When surveyed about why they have yet to expand internationally, retailers mostly cite concerns about fraud and global payment processing. And with good reason; cross-border orders require more sophisticated eCommerce systems than domestic orders because of policy considerations and risks related to international transactions.4 Fortunately, retailers can integrate global payment platforms to help solve for these concerns.
A major challenge of selling to customers in different countries is meeting a variety of payment expectations. Consumers want to make purchases in their local currency with payment methods that are familiar to them, whether that means using cards, bank transfers, e-wallets or one of the growing number of alternative payment methods.
“We call them alternative payment methods (APM), but they’re really the dominant payment tender used by consumers in foreign markets,” says David Ades, executive vice president, general manager and head of North America sales at Bank of America Merchant Services. Alipay, WeChat Pay, Mobile Pay and more already account for the majority of global online retail payments.5
With hundreds of APMs and currencies already available, retailers must focus on accepting those that are most prevalent in the markets they wish to target. For example, in Sweden about 40% of all eCommerce sales are made through the APM Klarna.6 If a business wants to develop a consumer base in this region, accepting Klarna is crucial.
Customizing the payment experience to each region doesn’t just improve the customer experience, it can greatly impact sales as well. Data shows local payments increase conversions by up to 6% and provides retailers with the highest probability that the transaction will authorize and process, and not be flagged for fraud.7
Of course, operating in many different countries and accepting a multitude of currencies and payment options carries the possibility for increased levels of fraud. As the payment is being transmitted, a fully integrated global eCommerce solution will automatically enact velocity checks and behavioral analytics to confirm the legitimacy of the payment and source.
For example, a business could implement fraud protection rules that flag purchases over a certain amount, or multiple purchases made in the same day. Artificially intelligent algorithms can customize to a business’ patterns to recognize the types of payments considered routine, and reject transactions deemed outside the norm.

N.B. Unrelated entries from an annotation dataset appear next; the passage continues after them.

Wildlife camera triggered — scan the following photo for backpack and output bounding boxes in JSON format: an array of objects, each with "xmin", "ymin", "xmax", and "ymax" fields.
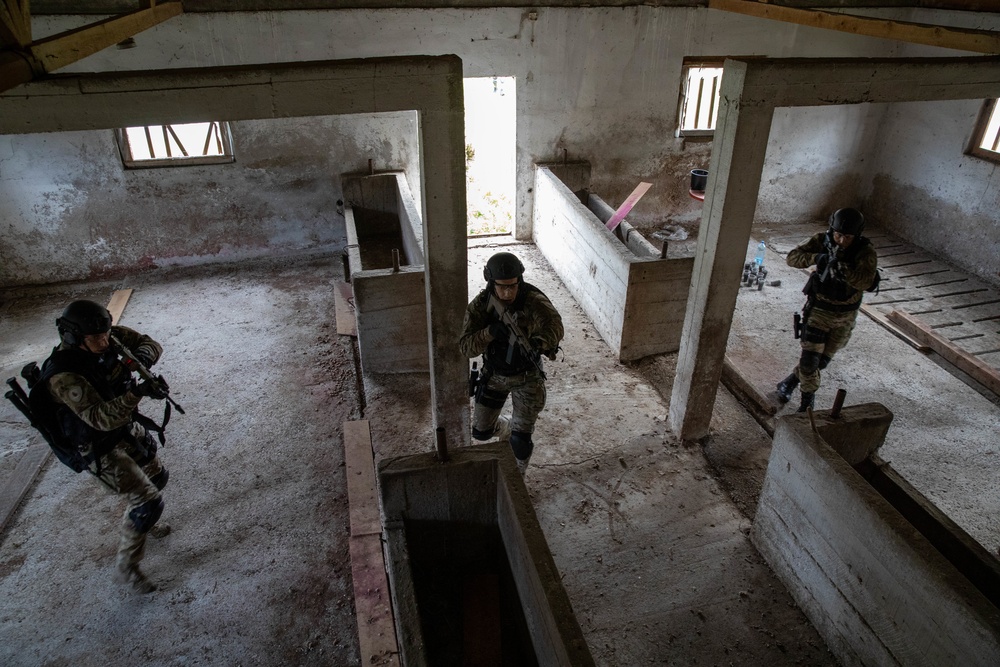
[
  {"xmin": 5, "ymin": 361, "xmax": 126, "ymax": 473},
  {"xmin": 865, "ymin": 268, "xmax": 882, "ymax": 294}
]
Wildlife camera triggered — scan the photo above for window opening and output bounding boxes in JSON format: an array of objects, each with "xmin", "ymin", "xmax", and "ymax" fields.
[
  {"xmin": 677, "ymin": 60, "xmax": 722, "ymax": 137},
  {"xmin": 116, "ymin": 121, "xmax": 236, "ymax": 168},
  {"xmin": 966, "ymin": 100, "xmax": 1000, "ymax": 162},
  {"xmin": 464, "ymin": 76, "xmax": 517, "ymax": 236}
]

This form of real-time fraud scoring, alongside rules-based authorization and machine learning, can help reduce a business’ overall exposure and cost of fraud without compromising accuracy or optimization rates.

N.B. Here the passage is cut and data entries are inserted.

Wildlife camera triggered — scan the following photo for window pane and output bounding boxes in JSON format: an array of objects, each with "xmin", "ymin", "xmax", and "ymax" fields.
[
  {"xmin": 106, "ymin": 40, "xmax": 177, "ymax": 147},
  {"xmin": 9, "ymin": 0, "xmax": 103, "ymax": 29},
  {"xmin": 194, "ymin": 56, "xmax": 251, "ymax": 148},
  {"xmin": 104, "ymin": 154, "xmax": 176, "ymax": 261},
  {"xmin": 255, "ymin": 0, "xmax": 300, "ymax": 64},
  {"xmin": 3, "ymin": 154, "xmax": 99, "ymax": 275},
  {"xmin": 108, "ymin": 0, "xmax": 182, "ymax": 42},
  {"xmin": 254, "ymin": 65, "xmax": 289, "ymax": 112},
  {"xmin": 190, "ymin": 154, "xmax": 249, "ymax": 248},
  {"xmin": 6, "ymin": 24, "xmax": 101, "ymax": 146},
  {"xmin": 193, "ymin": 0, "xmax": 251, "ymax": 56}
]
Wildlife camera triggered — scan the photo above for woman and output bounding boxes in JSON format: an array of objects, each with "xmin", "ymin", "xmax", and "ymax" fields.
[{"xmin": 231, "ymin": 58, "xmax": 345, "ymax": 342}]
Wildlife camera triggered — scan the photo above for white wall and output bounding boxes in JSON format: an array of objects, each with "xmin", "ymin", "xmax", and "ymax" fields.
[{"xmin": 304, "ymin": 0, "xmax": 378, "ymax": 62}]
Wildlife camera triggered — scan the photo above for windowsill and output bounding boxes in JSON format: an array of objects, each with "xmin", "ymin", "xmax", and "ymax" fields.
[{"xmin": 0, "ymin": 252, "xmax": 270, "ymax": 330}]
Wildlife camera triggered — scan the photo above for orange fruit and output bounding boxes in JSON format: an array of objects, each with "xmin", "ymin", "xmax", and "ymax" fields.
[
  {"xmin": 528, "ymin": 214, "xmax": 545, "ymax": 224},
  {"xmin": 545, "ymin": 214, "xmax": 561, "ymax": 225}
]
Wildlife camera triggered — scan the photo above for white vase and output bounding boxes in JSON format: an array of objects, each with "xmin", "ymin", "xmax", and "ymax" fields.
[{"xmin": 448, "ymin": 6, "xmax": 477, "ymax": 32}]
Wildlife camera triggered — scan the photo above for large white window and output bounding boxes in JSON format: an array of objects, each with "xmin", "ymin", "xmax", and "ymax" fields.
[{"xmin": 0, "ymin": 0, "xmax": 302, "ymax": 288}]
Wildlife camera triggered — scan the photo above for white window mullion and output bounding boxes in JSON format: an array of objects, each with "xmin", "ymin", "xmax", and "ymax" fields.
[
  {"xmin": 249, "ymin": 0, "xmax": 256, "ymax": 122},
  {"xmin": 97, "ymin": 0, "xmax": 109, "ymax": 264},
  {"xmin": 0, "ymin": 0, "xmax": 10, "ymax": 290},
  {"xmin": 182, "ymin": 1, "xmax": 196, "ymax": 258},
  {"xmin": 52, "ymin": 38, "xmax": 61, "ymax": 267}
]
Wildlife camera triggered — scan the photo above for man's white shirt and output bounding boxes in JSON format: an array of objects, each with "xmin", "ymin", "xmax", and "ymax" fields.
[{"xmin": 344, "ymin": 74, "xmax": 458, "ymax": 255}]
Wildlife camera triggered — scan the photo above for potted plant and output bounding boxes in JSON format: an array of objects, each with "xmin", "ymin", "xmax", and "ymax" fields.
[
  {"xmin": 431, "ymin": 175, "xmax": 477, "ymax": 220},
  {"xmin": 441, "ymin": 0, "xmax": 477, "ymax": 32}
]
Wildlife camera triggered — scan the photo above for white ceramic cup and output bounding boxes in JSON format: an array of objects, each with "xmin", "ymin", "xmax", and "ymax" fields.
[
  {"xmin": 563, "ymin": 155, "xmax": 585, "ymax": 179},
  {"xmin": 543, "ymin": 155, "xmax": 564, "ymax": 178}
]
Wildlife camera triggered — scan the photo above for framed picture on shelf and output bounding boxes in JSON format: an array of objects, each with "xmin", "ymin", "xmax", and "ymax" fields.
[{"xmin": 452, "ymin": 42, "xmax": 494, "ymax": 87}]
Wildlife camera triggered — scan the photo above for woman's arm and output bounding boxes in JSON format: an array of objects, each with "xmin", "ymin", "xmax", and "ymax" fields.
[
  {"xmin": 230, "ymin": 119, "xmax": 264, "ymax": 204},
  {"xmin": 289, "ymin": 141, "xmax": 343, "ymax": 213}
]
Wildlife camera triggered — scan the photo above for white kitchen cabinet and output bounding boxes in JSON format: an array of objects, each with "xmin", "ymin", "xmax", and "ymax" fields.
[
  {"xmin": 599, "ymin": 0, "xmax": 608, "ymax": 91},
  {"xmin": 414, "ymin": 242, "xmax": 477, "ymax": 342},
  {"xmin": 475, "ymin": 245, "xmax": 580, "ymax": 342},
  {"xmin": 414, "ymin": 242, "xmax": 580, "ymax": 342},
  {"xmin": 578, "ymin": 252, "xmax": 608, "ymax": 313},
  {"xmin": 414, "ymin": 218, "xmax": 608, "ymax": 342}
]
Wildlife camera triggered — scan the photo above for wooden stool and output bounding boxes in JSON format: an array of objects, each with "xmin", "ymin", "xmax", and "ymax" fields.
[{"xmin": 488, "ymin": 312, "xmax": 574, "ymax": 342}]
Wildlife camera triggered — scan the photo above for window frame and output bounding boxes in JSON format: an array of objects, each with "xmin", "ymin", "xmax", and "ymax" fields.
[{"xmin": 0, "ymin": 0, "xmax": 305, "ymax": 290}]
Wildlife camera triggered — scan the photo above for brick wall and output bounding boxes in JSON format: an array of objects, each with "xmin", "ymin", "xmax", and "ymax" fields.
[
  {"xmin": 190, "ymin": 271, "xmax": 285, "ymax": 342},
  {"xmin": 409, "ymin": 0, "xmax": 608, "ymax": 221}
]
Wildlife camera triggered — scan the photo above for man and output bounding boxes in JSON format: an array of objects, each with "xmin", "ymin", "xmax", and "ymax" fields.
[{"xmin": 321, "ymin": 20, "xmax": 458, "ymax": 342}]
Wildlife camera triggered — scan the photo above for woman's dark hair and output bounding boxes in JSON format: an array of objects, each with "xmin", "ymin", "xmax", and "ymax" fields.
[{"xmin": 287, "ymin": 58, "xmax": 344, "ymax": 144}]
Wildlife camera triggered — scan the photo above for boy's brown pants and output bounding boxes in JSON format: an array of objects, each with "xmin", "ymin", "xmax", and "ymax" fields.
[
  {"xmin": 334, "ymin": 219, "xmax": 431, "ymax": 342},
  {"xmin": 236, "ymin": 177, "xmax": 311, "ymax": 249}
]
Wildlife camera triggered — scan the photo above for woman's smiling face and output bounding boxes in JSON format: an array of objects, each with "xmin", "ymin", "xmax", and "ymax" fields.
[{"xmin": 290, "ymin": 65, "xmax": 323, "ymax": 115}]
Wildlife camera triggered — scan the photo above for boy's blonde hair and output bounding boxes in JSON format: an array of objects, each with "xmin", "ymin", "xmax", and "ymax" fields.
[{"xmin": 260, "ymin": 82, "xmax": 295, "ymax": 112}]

The more information a business has, the better it can optimize the user experience in foreign markets. As with any market, new global customer bases must be scrutinized to identify unneeded costs and areas of opportunity.
Consolidated reporting can help companies analyze payment trends including checkout and payment conversion rates by location and payment type, and provide a complete view of the purchase process from gateway to settlement. It can also help keep tabs on interchange rate management, card network advocacy, payment routing optimization and processing costs. Real-time access to such data, including funding, disputes and fees, can further drive business decisions.
Today 62% of retailers use multiple payment processors to address their global needs.7 As a result, their internal teams are challenged to reconcile data from separate systems. With multiple platforms come more friction points as companies face the prospect of building different processes around each APM and currency, including integrating fraud mitigation add-ons specific to each region in which they do business.
Integrated eCommerce solutions can help minimize the friction caused by multiple platforms. These solutions help companies build a payment infrastructure that accepts the currencies and APMs most relevant to their global goals. What’s more, they simplify processing by offering one API, one settlement contract and one financial statement.
“To unlock their growth potential, retailers must combine a global strategy with a local approach,” says Derrick Carpenter, executive vice president of integrated payments, digital commerce and marketing at Bank of America Merchant Services. “An optimized payment solution should provide the necessary framework for companies to do business in the countries of their choosing without the difficulty of dealing with multiple integration and connection points.”
Global eCommerce, already a potent force for businesses, will only grow more prevalent over the coming years. As it virtually eliminates borders between retailers and consumers, expanding digital commerce is a requirement for business growth. Says Ades, “The companies that get a foot in the door now are the ones that will benefit most down the road.”